Arguably the best way of dealing with this would be to reduce the VAT registration threshold to nil (or as close to nil as possible).  Everyone trading charges VAT, it becomes more difficult to evade VAT, there would be a significant boost to the Treasury, and VAT would not be an active disincentive to growth – a quadruple win!

Unfortunately, the government seems disinclined to take the steps required to overhaul the VAT or business rates systems but they could generate easy wins for the economy and, therefore, the Treasury.

The great lesson of the 1980s and Nigel Lawson’s tax cutting budget of 1988 was that reducing tax rates, once affordable, actually increased the overall tax take. I’m certainly not arguing for a return to Trussonomics but I do worry that the current focus on balancing the books on the back of business rather than focusing on the measures which can be taken to boost growth and encourage entrepreneurship is unlikely to see the UK quickly returning to sustained and strong growth.
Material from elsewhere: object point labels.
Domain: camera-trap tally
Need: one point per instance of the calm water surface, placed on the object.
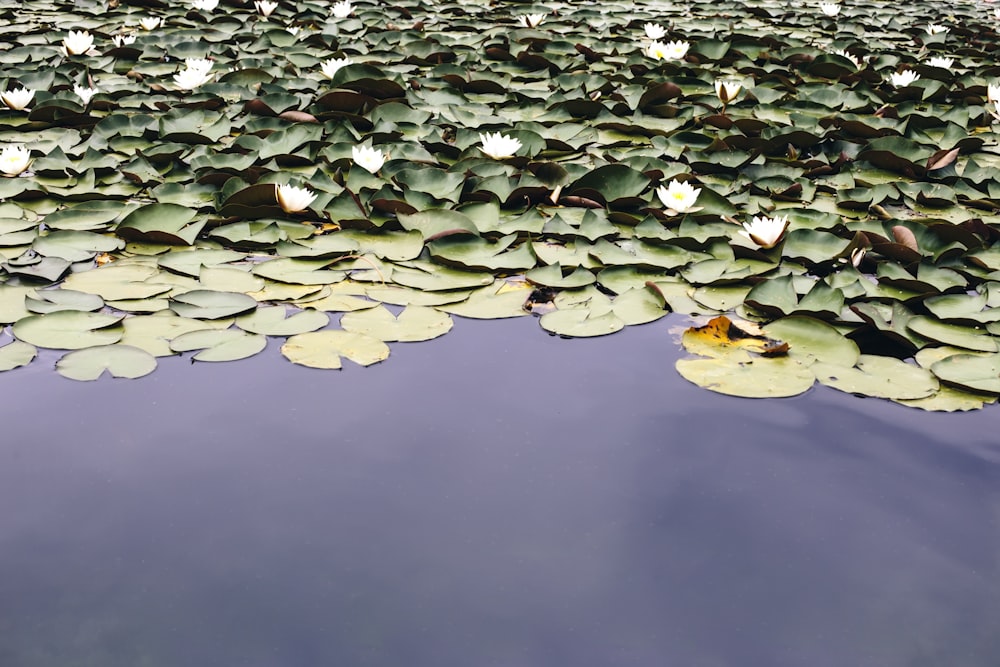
(495, 497)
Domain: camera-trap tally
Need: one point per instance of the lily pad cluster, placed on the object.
(202, 177)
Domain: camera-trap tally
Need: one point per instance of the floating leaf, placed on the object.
(272, 321)
(161, 223)
(881, 377)
(120, 361)
(68, 329)
(211, 305)
(16, 354)
(324, 349)
(219, 344)
(414, 323)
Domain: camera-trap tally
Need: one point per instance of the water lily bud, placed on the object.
(331, 66)
(293, 200)
(265, 7)
(765, 232)
(904, 78)
(993, 92)
(675, 50)
(368, 158)
(189, 79)
(342, 9)
(499, 146)
(654, 31)
(77, 43)
(14, 160)
(199, 64)
(121, 40)
(84, 93)
(17, 99)
(727, 91)
(678, 196)
(530, 20)
(831, 9)
(857, 62)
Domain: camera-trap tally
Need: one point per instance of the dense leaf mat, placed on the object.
(498, 160)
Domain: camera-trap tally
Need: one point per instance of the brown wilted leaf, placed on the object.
(720, 337)
(942, 159)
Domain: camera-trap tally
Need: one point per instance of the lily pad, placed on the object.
(120, 361)
(324, 349)
(414, 323)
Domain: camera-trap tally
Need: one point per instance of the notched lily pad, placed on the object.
(119, 361)
(324, 349)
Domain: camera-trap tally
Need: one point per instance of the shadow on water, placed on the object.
(495, 497)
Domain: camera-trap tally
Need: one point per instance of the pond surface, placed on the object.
(495, 497)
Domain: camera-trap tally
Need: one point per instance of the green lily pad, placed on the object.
(211, 305)
(970, 372)
(324, 349)
(120, 361)
(219, 344)
(275, 321)
(879, 377)
(16, 354)
(752, 378)
(68, 329)
(169, 224)
(414, 323)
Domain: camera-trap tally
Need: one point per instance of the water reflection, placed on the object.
(496, 497)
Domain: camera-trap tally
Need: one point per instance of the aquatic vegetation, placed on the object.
(846, 193)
The Labour Party has promised to achieve the highest sustained rate of growth in the G7. When, as seems inevitable, Rachel Reeves is installed in Number 11, it is to be hoped that she runs the economy in the mould of Nigel Lawson rather than Dennis Healey or, dare I say it, Jeremy Hunt.

Sadly, I do not believe that this month’s Budget was the catalyst for our national revival, although neither did it generate even a fraction of the trouble caused to the country by its counterpart in 1974. In the meantime, I, along with all of you, can only hope that the interests of business and economic growth will once again be at the forefront of tax policy.